Time series analysis and Currency Predictive Analytics
To understand the intricacies of using ARIMA (Autoregressive Integrated Moving Average) and implement a model that can be used to forecast the future prices of two forms of currency - the Phillippine Peso and Bitcoin - against the US Dollar.
Data Sourcing and Preparation
Historical Exchange Rate for the Philippine Peso was obtained from the freely available dataset in the OFX website. Exchange rates for the last 10 years was downloaded and used for the first analysis.
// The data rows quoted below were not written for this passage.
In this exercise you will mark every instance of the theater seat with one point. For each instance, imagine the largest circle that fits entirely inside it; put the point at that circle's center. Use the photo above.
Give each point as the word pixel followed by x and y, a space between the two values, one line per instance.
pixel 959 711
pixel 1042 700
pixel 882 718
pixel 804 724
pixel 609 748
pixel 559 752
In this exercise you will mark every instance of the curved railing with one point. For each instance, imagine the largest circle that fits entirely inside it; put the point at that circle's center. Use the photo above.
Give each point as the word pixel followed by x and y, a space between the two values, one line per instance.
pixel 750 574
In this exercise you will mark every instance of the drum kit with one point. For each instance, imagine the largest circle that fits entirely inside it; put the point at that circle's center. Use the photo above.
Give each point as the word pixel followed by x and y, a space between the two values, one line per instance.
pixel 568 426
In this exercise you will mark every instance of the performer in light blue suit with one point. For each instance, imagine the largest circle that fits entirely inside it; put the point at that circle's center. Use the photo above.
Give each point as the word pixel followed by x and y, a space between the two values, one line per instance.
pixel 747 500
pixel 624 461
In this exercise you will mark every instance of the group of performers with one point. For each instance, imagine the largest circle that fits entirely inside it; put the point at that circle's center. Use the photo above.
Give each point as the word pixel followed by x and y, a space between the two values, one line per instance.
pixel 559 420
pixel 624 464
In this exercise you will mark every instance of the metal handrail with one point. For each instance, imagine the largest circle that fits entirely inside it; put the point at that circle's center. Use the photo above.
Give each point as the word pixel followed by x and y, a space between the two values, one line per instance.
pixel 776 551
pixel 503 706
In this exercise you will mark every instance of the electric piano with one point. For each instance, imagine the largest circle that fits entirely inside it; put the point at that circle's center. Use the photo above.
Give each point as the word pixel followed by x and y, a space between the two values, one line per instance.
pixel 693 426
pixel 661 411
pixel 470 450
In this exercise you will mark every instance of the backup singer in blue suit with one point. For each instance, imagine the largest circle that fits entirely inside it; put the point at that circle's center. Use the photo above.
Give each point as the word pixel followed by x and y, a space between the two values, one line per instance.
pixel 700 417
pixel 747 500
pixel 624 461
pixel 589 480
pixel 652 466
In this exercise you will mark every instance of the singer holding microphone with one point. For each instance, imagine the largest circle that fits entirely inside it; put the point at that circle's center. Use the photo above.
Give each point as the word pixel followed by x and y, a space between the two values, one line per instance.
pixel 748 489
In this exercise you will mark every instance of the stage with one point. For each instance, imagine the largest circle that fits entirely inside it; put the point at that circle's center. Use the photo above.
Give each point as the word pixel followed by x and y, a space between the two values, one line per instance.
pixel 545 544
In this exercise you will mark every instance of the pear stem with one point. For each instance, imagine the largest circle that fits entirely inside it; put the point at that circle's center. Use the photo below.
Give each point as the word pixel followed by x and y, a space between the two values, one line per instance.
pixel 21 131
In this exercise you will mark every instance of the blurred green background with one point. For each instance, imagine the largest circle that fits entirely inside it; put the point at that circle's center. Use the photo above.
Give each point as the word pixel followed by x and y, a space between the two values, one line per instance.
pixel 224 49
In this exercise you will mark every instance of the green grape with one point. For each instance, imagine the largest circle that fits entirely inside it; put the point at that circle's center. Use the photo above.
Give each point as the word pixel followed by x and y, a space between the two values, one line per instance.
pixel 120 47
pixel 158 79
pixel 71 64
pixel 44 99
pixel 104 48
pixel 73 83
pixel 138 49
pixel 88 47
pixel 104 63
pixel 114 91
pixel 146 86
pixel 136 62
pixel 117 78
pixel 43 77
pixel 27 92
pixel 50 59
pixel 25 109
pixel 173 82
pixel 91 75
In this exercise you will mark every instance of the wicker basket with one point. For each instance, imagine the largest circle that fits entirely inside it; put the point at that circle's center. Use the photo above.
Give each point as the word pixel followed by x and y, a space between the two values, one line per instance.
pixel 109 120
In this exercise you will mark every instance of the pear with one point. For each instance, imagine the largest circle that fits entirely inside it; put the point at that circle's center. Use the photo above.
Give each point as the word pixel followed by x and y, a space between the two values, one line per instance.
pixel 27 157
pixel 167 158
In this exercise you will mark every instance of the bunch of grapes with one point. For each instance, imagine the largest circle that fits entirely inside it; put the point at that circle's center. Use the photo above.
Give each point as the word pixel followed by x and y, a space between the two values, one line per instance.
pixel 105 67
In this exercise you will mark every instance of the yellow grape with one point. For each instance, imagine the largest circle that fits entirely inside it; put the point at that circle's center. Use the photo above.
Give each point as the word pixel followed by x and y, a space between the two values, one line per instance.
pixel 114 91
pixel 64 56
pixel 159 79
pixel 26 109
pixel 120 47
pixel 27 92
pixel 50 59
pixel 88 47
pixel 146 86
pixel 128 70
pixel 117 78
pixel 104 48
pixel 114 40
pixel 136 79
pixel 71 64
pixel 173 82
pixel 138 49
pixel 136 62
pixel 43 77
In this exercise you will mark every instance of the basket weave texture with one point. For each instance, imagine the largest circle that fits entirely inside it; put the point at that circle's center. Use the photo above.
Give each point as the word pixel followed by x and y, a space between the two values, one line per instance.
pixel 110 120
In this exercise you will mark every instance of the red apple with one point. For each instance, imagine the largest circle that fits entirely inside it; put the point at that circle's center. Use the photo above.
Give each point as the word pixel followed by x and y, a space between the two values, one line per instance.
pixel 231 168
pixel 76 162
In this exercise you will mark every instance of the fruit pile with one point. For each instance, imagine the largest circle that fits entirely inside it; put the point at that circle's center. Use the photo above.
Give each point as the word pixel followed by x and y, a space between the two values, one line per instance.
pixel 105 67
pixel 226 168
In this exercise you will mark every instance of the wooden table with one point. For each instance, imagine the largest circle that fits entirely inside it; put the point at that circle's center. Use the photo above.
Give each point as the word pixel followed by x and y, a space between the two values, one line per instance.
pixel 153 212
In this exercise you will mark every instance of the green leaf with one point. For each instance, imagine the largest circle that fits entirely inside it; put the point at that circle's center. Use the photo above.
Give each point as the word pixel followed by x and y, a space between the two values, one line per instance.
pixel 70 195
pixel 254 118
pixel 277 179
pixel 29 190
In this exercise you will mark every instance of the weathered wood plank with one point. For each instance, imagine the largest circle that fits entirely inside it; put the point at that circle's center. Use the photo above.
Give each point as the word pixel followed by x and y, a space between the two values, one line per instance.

The bitcoin exchange rate was downloaded from a website that provides some free financial data and I downloaded the Bitstamp Exchange dataset.
The data that I obtained was pretty clean and most of the manipulation/exploration I performed involved resampling the data to obtain weekly averages. This was mostly done to maintain a constant time series. I could have easily done the analysis from the daily data. In fact, for the bitcoin data, I did try an analysis of the daily price but truncated the time span to just get the past year's daily opening price.
Finally, I chose these two exchange rates because their rate fluctuations are totally different. The Philippine Peso exchange rate fluctuated mildly over time while the bitcoin price showed a very sharp increase at the end that is still very volatile in the current market. I wanted to know if these two different time series datasets required different analyses for the modeling.
I used the Autoregressive Integrated Moving Average (ARIMA) model in both exchange rate data. To use ARIMA, I had to transform each dataset to obtain a stationary time series.
Using the Augmented Dickey-Fuller Test (ADF) for stationarity, the p-values were as follows.
Philippine Peso Stationarity Test
Bitcoin Stationarity For the bitcoin data, the huge price increase at the most recent time periods required a log transformation. Differencing of the log transformed data yielded stationarity and is shown in the table below.
Bitcoin Stationarity Test
|Untransformed Differenced (1)||0.74|
|Log-transformed Differenced (1)||3.0e-18|
|Log-Transformed Differenced (2)||2.07e-05|
Autocorrelation and Partial Autocorrelation Plots
Bitcoin Log-Transformed and Second-order Differenced Data
ARIMA(p, d, q) value selection
The PACF and ACF plots suggest that an AR(2) and MA(1) model is appropriate. Based on the augmented Dickey-Fuller analysis of the log-transformed data, stationarity is achieved at both first and second-order differencing. I therefore tried an ARIMA(1,1,1) initially. However, upon further analysis, an ARIMA(1,2,1) model yielded a lower Akaike Information Criteria (AIC) score and had better cross-validation performance.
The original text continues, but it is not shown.